Link to paper

Today I learned about a way of improving anomaly detection (AD) in low volume sales data in this paper.

The main idea was that sometimes when working with time series data, the magnitude of the values can be quite small resulting in a high signal-to-noise ratio. They inspected how a number of common anomaly detection perform when the magnitude is pretty small.

Their primary finding was that at low volumes, most AD methods struggle but the accuracy can be improved by smoothing the anomaly metric (although this creates a lag effect).

Main Ideas

Generate Synthetic Count Data

To test this idea out, they generated some synthetic data using a Poisson distribution . The Poisson distribution gives the probability of a number of events happening in an interval of time (assuming the events are independent). The Poisson distribution only needs a single parameter $\lambda$ which describes the rate at which events happen. We can write some simple python code to recreate this.

import numpy as np

def generate_periodic_poisson_data(periods, frequency, magnitude):
    time = np.arange(periods)
    lambda_param = magnitude * (1 + np.cos(2 * np.pi * time / frequency))
    data = np.random.poisson(lambda_param)
    return data, lambda_param

periods = 50  # Number of periods
frequency = 10  # Frequency of the periodic signal
magnitude = 3.0  # Maximum magnitude of the lambda parameter

count_data, lambda_param = generate_periodic_poisson_data(periods, frequency, magnitude)

Switch on Anomalies using Markov Chain

The above gives the simple synthetic data with no anomalies. To simulate anomalies, we use a Markov chain to determine when we will apply a reduction to the $\lambda$ parameter.

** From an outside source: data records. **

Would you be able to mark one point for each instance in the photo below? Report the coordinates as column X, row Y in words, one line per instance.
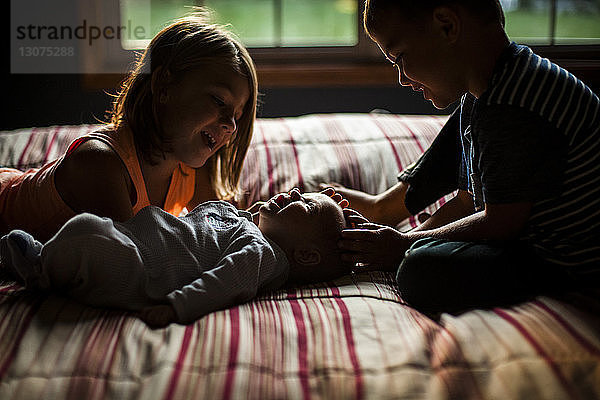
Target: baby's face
column 294, row 216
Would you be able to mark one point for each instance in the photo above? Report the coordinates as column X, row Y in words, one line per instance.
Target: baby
column 180, row 269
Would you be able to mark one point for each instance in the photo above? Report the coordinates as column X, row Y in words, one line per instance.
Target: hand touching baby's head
column 307, row 227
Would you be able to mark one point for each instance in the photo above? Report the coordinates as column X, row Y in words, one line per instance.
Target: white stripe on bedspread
column 350, row 340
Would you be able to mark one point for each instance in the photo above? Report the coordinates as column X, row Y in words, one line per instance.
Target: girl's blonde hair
column 187, row 44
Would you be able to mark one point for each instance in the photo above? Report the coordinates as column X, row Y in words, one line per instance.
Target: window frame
column 334, row 66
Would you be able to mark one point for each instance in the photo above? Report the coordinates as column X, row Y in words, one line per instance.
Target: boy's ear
column 448, row 22
column 159, row 82
column 307, row 255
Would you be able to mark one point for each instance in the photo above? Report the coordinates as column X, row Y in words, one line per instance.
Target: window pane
column 259, row 23
column 528, row 21
column 252, row 20
column 319, row 23
column 152, row 15
column 578, row 22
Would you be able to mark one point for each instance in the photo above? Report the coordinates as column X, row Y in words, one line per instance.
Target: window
column 319, row 23
column 553, row 22
column 260, row 23
column 321, row 42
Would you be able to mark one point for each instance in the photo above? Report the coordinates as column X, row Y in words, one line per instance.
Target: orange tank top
column 29, row 200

A Markov chain is a simple mathematical model that describes the probability of switching between states (where the probability of switching depends only on the current state). It is made of the following four probabilities:

  1. Transition probability from “Anomalies Off” to “Anomalies Off”.
  2. Transition probability from “Anomalies Off” to “Anomalies On”.
  3. Transition probability from “Anomalies On” to “Anomalies Off”.
  4. Transition probability from “Anomalies On” to “Anomalies On”.

This simple method allows the authors to have the anomalies switch on and off randomly (but with predictable frequency).

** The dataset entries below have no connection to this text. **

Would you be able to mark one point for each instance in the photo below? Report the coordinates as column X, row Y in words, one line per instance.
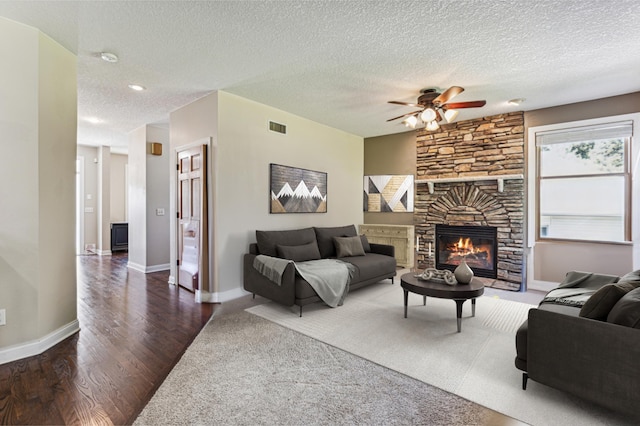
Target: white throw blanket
column 330, row 278
column 271, row 267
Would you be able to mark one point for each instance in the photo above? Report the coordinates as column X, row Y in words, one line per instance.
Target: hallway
column 134, row 329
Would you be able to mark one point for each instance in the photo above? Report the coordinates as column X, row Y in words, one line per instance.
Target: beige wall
column 552, row 260
column 390, row 155
column 38, row 128
column 244, row 148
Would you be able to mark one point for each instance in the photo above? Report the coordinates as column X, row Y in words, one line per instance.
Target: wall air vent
column 277, row 127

Forecasting AD performs best at low counts

They look at a selection of different AD algorithms and find that the best method is to use a forecasting algorithm and take the difference between truth and prediction as a metric. At very low count volume, all of the methods perform effectively no better than random.

They also note that some methods struggle due to memory effects i.e. the second time they see anomalies they will be ignored since they have been seen previously. This requires a bit of extra logic to try and remove this effect.

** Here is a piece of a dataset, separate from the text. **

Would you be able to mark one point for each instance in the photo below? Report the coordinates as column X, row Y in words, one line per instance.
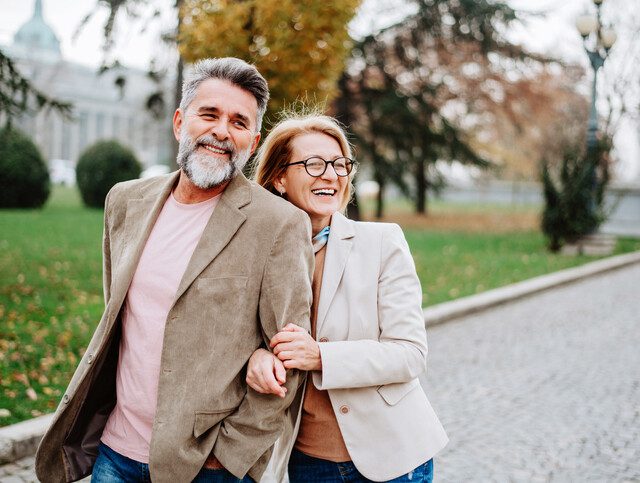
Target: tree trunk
column 421, row 187
column 380, row 198
column 177, row 93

Smoothing improves accuracy but adds a lag

The authors found that by applying an exponentially weighted moving average to the anomaly metric they could improve the accuracy of the method.

However this came at a cost that it introduces a lag effect that the algorithm is slower to recognise the first anomalous points. Also, once the anomalous period ends, the early points are likely to be false positives due to the smoothing.